THE HAGUE (AFP) - The International Criminal Court ordered Tuesday that victims of convicted Congolese warlord Thomas Lubanga get reparations, in the first decision of its kind since setting up a decade ago.
Lubanga, 51, was jailed last month for 14 years by the Hague-based tribunal for using child soldiers in his rebel army during a bloody conflict in the Democratic Republic of Congo's Ituri province in 2002-03.
"This is the first time the court has ordered reparations for victims," ICC spokesman Fadi El Abdallah told AFP, adding the court ordered a victims' trust fund set up by the ICC's founding treaty in 2002 to handle the process.

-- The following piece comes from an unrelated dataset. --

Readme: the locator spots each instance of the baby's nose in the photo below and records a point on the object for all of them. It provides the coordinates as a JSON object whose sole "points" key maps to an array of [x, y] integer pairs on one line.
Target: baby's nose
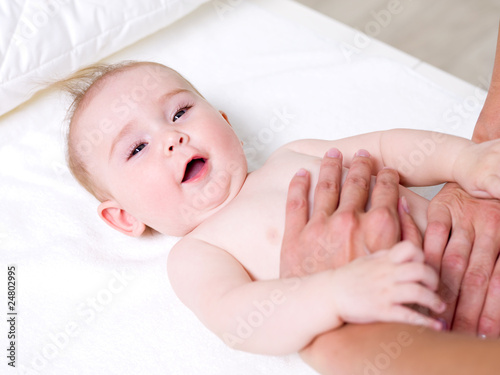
{"points": [[174, 140]]}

The Trust Fund for Victims will now consult victims "who suffered harm following Lubanga's crimes of enlisting, conscripting and using children under 15 years" to fight, the ICC said in a press release.
"Proposals for reparations, as advanced by the victims themselves are to be collected by the TFV and presented to a newly-constituted trial chamber for approval," the ICC said, without giving a time frame.
"We expect about 1,000 victims to be elligible for reparations," TFV executive director Pieter de Baan told AFP.
Set up under the ICC's founding Rome Statute, the TFV had around 1.2 million euros ($1.4 million dollars) available for reparations, De Baan added, saying the money was not only to help victims of Lubanga's crimes, but also those involved in possible future convictions by the ICC.
Lubanga, a former militia commander was sentenced by a three-judge bench on July 10 for his part in a war in the gold-rich Ituri region, where rights groups say some 60,000 civilians were killed between 1999 and 2006.
His conviction was also the ICC's first since it started work in 2002.
Lubanga, who has been detained in The Hague since 2006, is the founder of the Union of Congolese Patriots (UPC), whose military wing is accused of killing hundreds of civilians.
The ICC, the world's only independent permanent tribunal to try genocide, war crimes and crimes against humanity, has issued four arrest warrants for crimes in the DR Congo since opening its doors in 2003.